An inquiry spokesman said on Friday night: “Lord Dyson has concluded his investigation and the report has been passed to the BBC for publication in due course.”
The report is expected to condemn Bashir over his mocking up of fake bank statements said to have been used to persuade Earl Spencer to introduce the reporter to his sister. The statements showed false payments made to Earl Spencer’s former head of security from a tabloid newspaper and an offshore company.
Bashir is also accused of making up a series of fantastical claims to then ensure Princess Diana went ahead with the interview.
The Telegraph understands Bashir was given prior warning of a series of criticisms contained in the Dyson report as part of a legal process before publication.
The Princess Diana interview made Bashir’s name but he left the BBC for ITV and then to take up lucrative jobs in the US before rejoining the corporation in 2016, covering religious affairs.
Bashir was struck down by Covid-19 last year and then underwent a quadruple heart bypass in the late summer and has not been seen on television screens for many months. He was on sick leave when the scandal over the Panorama interview resurfaced on its 25th anniversary.

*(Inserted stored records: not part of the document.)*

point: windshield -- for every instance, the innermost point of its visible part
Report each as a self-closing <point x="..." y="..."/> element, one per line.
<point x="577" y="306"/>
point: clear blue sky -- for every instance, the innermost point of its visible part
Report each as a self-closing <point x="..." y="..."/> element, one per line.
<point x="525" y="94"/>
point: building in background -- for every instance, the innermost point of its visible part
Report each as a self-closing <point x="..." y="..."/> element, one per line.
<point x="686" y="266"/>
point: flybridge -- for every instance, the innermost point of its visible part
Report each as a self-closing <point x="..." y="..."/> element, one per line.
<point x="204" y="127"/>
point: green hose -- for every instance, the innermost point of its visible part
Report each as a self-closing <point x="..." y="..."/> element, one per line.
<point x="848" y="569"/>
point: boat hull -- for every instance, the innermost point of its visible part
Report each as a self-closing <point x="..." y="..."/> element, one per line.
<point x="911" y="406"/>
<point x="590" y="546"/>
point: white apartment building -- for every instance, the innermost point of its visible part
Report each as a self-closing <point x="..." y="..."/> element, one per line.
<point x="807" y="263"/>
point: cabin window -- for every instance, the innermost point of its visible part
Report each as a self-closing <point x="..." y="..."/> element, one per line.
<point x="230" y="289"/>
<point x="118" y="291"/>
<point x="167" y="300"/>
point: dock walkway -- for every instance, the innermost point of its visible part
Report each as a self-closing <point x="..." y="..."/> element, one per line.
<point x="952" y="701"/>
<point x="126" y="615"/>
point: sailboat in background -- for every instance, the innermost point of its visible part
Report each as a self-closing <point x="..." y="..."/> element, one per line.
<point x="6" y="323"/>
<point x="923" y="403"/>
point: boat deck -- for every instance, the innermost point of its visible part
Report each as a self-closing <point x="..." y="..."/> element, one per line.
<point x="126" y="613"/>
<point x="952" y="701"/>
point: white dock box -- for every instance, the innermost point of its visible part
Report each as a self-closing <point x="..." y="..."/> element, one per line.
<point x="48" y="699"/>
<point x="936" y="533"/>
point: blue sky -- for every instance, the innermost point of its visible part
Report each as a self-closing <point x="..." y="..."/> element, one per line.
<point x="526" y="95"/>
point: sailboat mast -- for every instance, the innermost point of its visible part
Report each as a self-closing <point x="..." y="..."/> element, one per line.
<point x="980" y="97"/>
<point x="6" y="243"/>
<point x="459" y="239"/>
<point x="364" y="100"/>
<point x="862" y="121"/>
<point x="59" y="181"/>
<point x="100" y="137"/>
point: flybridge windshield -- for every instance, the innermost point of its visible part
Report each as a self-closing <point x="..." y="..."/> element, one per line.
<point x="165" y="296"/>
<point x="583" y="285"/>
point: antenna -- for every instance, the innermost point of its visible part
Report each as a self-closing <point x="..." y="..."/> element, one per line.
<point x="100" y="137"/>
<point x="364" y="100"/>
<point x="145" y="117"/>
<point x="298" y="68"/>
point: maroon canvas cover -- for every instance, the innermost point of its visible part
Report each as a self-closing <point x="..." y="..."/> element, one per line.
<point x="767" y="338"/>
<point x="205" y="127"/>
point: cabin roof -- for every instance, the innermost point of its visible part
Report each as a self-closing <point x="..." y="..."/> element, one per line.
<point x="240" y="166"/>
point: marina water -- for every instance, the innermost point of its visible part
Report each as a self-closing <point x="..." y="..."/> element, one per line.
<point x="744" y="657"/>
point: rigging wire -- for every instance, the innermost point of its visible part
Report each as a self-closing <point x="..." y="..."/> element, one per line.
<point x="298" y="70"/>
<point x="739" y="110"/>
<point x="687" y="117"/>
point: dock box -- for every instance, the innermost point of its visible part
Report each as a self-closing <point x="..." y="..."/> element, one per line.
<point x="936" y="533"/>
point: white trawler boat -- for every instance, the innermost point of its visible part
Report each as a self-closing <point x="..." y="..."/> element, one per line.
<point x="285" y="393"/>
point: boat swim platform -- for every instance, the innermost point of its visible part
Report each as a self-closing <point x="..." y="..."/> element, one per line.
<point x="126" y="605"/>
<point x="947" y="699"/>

Bashir has insisted he is too ill to speak publicly and defend his reputation, although The Telegraph is aware he mounted a vigorous defence of his actions in giving evidence to Lord Dyson.
Bashir has denied wrongdoing.
He has been on sick pay – on a fraction of his normal salary – and will not receive a payoff as a result of handing in his resignation.
Senior executives had wanted to sack Bashir last year, but decided to wait for the outcome of the Dyson inquiry. Tim Davie, the BBC’s director-general, had ordered the Dyson review in the face of fierce criticism not only of Bashir but of claims senior executives had covered up his alleged deceit at the time.
In an email to staff, Jonathan Munro, deputy director of BBC News, said Bashir had quit his post because of ongoing ill health. The note made no mention of the Lord Dyson inquiry nor a separate investigation into Bashir’s journalistic methods being conducted by Panorama, the programme which made his name.
The Panorama investigation – effectively investigating itself over events 25 years ago – had been due to be aired on Monday but its broadcast was postponed over a “duty of care” to Bashir.
It is unclear when the Panorama investigation will now be screened, but BBC sources insisted it had been delayed rather than cancelled.
In his note, Munro wrote: “Martin Bashir has stepped down from his position as the BBC’s Religion Editor, and is leaving the Corporation.
“He let us know of his decision last month, just before being readmitted to hospital for another surgical procedure on his heart. Although he underwent major surgery toward the end of last year, he is facing some ongoing issues and has decided to focus on his health. We wish him a complete and speedy recovery.”